Yes, a resounding yes! I shout as this hits home for a poet. Certainly poems (often) rise out of the personal experience, but in the process of making a poem out of the experience, the poet strives for something greater than the truth of the moment; she is seeking the Truth. The root of poetry is poiesis, which means "to make." The experience (or image or whatever) on the page can never be exactly like it was in Real Life. Our hope, then, as poets, must be to make the poem as good as it can be, to be accountable to the poem's deep Truth.

Not to say this is always easy for me. Sometimes I will cling to a detail that is not quite working in the poem but that feels important to me. That's when it's helpful to have trusted readers, readers who want the work to be its best, as well as time because time creates distance and distance helps with objectivity. I find it's also important to ask myself why I cannot let go of that detail. Maybe it belongs in the poem but hasn't been said in just the right way yet. Simply slashing through a poem is a dangerous method of revision. I'm not opposed to cutting as long as I understand why I'm doing so. Or maybe I am hanging onto the detail because of the experience in Real Life and not the experience in the poem. Regardless, I should be able to justify every element, every choice I've made, in a poem.

Cash's entry winds around to other related topics and is worth reading in its entirety.

Tuesday, July 1, 2008

Visiting the Islands

The images from St.
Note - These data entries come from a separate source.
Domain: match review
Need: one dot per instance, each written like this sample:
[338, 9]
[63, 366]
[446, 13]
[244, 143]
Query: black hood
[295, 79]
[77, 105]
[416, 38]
Thomas were so striking, so colorful and rich, and yet as time passes I find myself depending on the photographs to supplement my faulty memory. (Ah memory--shifting, shifty, shadowy, and misshapen--but that is for another post at another time.)

One thing I wasn't prepared for (probably because it's a U.S. territory) was that the island seemed more run-down than I expected. One taxi driver said (without our asking--so he could have told us anything, or nothing) that the island is much better off than the islands that do not receive U.S. funds. And I imagine part of the run-down quality is the very nature of any island; it is isolated, with limited natural resources, and it's expensive to get goods in and out.

Still, one image that came to mind was Eric Fischl's "A Visit To/A Visit From The Island." Certainly, Fischl's painting is the extreme, a diptych with the purpose of exposing issues of class and race. The visitors around us were not indolent (nor nude) and the islanders were not refugees washed up on the beach. So I must ask myself why my mind made an association with the painting. I suppose because there was a sense of two separate worlds, one of the vacationers visiting and having a good time, one of the islanders working and going about daily life. Doesn't this sense permeate any location that's a vacation destination, where tourists flit in and out on holiday, the natives' livelihood? I think what troubled me was I could not see what the vacationers' money funded. It's not cheap to visit St. Thomas (partly that island thing again--hard to get items in and out), but I would have felt better if it looked like the working class was benefiting from the money spent on its island.

More and more I see the issue of class (more than gender or race or any other) as the one we need to address most.